Chapter 7: Kenangan Janji Masa Lalu

41 2 0
                                    

Aku terlelap dengan cepat. Sama sekali tanpa mimpi. Dengan ketidakhadiran mimpi, tidurku jadi terasa begitu singkat.

Ada keanehan yang kurasakan sejak kesadaran menyusup kembali dalam tidurku – gangguan yang tidak lagi dapat kuabaikan – entah mengapa menarik napas terasa berat. Selain itu, suara bising dan hawa keberadaan asing dari luar dinding sangat mengganggu.

Ada suara musik dari luar kamar. Suara musik hip hop yang berdentum-dentum memenuhi ruangan. Kupakasakan mataku untuk membuka. Saat hendak bangkit, aku mendapati sesosok bola bulu kelabu di perutku. Kusentuh bola bulu itu. Benda itu bergerak, menunjukkan wajah kucing dan mengeong pelan. Aku mendesah melihat tirai yang berkibar tertiup angin dari jendela yang terbuka. Bobo, kucing jantan anggora gemuk milik tetangga memang sering kemari, pastilah kali ini dia masuk melalui jendela itu.

Kucing itu berpindah dan meregangkan tubuhnya diatas kasur. Aku bangkit. Tanganku meraba Batara Agni dari bawah kolong ranjang. Tapi aku hanya meraba lantai keramik. Aku mendengus.

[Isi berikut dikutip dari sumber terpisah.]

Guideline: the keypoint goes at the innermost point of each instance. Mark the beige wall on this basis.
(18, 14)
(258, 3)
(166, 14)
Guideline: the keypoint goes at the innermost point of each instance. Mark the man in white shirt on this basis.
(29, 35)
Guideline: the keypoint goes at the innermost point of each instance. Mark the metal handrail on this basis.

Lintang pasti memindahkan pedangku ke dalam lemari pakaian, karena dia selalu berpendapat benda itu tidak baik bila diletakkan sembarangan.

Musik sudah berhenti. Namun hanya sejenak. Terlalu jauh untuk mengambil pedangku dari lemari. Selain itu, lemari itu akan berderak saat aku membukanya. Makhluk penyusup itu keburu kabur.

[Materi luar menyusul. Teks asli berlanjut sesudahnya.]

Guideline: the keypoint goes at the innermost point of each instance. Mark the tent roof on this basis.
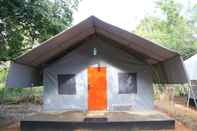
(94, 26)
(191, 67)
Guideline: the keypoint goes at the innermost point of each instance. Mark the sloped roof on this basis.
(92, 25)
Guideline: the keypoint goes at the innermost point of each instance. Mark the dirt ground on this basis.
(10, 115)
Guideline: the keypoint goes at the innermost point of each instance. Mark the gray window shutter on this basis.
(127, 83)
(66, 84)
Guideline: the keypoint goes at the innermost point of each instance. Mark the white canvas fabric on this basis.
(191, 67)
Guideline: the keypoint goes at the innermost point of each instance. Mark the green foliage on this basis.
(18, 95)
(24, 23)
(171, 30)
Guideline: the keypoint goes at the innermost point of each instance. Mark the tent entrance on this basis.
(97, 91)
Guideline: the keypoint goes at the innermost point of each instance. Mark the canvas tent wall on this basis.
(116, 61)
(161, 64)
(191, 68)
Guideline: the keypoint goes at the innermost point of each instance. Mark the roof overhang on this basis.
(171, 68)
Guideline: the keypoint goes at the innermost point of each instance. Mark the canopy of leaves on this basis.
(171, 29)
(25, 23)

Karena tidak melihat adanya pilihan lain, aku terpaksa harus menggunakan Anubis, yang dulu adalah milik ayahku. Kubuka laci di samping ranjang pelan-pelan dan mengeluarkan pistol berwarna hitam mengkilat. Dari beratnya aku yakin masih ada peluru di dalamnya.

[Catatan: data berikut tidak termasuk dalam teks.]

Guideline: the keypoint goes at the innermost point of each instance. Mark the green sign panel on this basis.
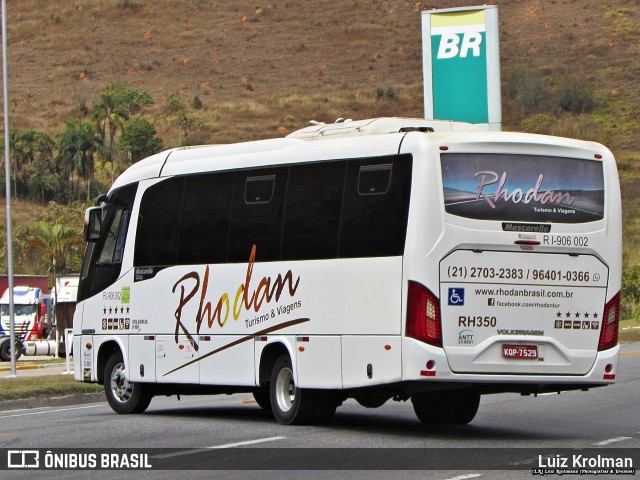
(461, 64)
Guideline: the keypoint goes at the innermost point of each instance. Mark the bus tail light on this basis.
(610, 322)
(423, 315)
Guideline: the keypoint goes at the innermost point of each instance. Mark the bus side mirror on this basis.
(92, 224)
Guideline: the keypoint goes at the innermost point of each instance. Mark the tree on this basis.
(109, 113)
(187, 122)
(54, 243)
(112, 109)
(33, 153)
(138, 138)
(78, 145)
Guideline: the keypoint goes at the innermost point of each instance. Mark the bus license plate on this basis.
(525, 352)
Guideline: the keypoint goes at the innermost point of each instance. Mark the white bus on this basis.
(382, 259)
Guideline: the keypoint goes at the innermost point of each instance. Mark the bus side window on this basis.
(113, 246)
(313, 209)
(103, 259)
(159, 224)
(256, 214)
(204, 218)
(374, 179)
(376, 207)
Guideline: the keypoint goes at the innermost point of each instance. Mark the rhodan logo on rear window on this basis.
(522, 188)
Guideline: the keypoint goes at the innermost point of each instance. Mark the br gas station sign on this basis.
(461, 64)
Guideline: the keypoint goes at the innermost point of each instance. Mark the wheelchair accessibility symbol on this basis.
(456, 296)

Aku melangkah perlahan dengan pistol tergenggam dengan mantap. Kutarik slide pistol pelan-pelan. Aku berhenti di balik pintu untuk mengatur napas. Setelah merasa siap, kuputar kenop pintu dan menariknya hingga terbuka. Dengan gerakan cepat kuacungkan Anubis ke arah sosok yang sedang duduk santai di sofa.

Sosok itu menjerit. Jariku yang hendak menarik pelatuk membeku saat menyadari jeritannya yang familiar. Dalam ruangan yang nyaris gelap karena seluruh jendela tertutup tirai, yang terlihat hanya bayangan seseorang yang mengangkat tanganya. Sosok itu tidak terlihat jelas dalam ruangan yang hanya diterangi cahaya dari monitor komputer.

Tanganku yang bebas menekan tombol lampu. Lampu neon di ruangan itu menyala, memperlihatkan wajah Galih yang memucat.

"Apaan sih?" tuntut Galih. "Aku kaget sekali."

Aku mendesah lega. Untung saja aku belum menembaknya. Aku bersandar ke dinding, lunglai.

"Apa yang kaulakukan disini? Nyaris saja," tuntutku jengkel. "Tidak sopan kalau kau menyusup ke rumah orang diam-diam."

"Aku mengetuk pintu beberapa kali. Tapi tidak ada jawaban. Kulihat jendelamu terbuka. Jadi aku masuk lewat sana." Galih melambaikan tangannya. "Aku bosan harus menunggu di kampus untuk pelajaran selanjutnya. Aku lupa membawa uang, dan kelaparan. Kupikir aku bisa dapat sedikit makanan disini. Kulihat kau tidur. Aku tak mau mengganggumu, jadi kucari sendiri." Galih nyengir dan mengerling pada piring yang berisi muffin cokelat. "Enak. Buatanmu?"

"Adikku," jawabku singkat.

Kukeluarkan magasin dari Anubis, dan mengeluarkan peluru perak dari dalamnya.

"Aku tak tahu kau punya pistol." Sorot matanya menunjukkan ketertarikan.

Aku hanya mengangkat bahu. Kumasukkan kembali magasin yang telah kosong ke dalam pistol. Lalu kumasukan Anubis beserta beberapa butir peluru ke dalam laci di bawah televisi.

"Ini milik almarhum ayahku," kataku datar.

Galih mengangguk sambil mengunyah muffin. "Sepertinya kamu tidak pernah menggunakannya."